4 minute read time.
On Saturday, April 29th, Tom Manville gave one of the most interesting presentations that the IET NorCal committee has had the pleasure of hosting to date. About 20 people attentively listened to his one and a half hour discussion on the architecture and technologies behind Dropbox.

 
His talk started by highlighting the size of the data problem that the engineers at Dropbox work with. For example, Dropbox has about 500 million users by the latest count and those users had access to about 500 petabytes of storage in 2016; a significant increase from 40 petabytes in 2012. 500 petabytes is a 5 followed by 17 zero’s worth of bytes. To put that into perspective, that is enough storage to hold 14,000 times the amount of text held in all of the books in the Library of Congress. (It’s a lot!).

 
To serve all this data for its users, Tom described the basics building blocks of Dropbox; physical storage, data security and databases that power the services that they provide.

 
In terms of physical storage, Tom touched on the shingled magnetic recording technology that Dropbox uses in order to increase data storage densities. They also utilize loss less compression to minimize the amount of space that a user’s files require. At Dropbox, the storage system is known as Magic Pocket. This is an immutable block storage system and it stores encrypted chunks of files up to 4 megabytes in size.

 
46bab4b38f868fd5f0a9617966e55979-huge-iet1.png

Tom Manville discussing Dropbox’s physical storage.

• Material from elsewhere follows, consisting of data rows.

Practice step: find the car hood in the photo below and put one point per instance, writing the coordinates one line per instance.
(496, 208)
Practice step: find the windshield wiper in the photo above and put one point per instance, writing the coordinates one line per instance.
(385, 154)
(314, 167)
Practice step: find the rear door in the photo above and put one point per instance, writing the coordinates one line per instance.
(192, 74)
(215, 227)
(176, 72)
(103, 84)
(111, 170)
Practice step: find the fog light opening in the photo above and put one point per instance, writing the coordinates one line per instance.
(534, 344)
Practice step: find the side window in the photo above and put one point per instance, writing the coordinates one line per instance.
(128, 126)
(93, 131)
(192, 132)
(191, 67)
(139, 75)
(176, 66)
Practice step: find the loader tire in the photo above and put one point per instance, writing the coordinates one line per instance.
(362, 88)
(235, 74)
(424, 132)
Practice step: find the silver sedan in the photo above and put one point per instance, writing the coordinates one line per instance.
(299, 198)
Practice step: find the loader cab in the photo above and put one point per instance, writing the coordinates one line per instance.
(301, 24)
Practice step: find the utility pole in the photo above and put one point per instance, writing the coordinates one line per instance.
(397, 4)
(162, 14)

When it comes to security of data, it is no surprise to learn that there are many layers of it in the Dropbox architecture and there is a key technology underpinning many of them, Sha256. This algorithm is a cryptographic hash that is like a signature for a text or a data file. It is how Dropbox knows what data is truly yours within your namespace. You can think of a namespace as a collection of files and folders in the internal representation of the Dropbox file system. Each user’s private Dropbox folder maps to a root namespace.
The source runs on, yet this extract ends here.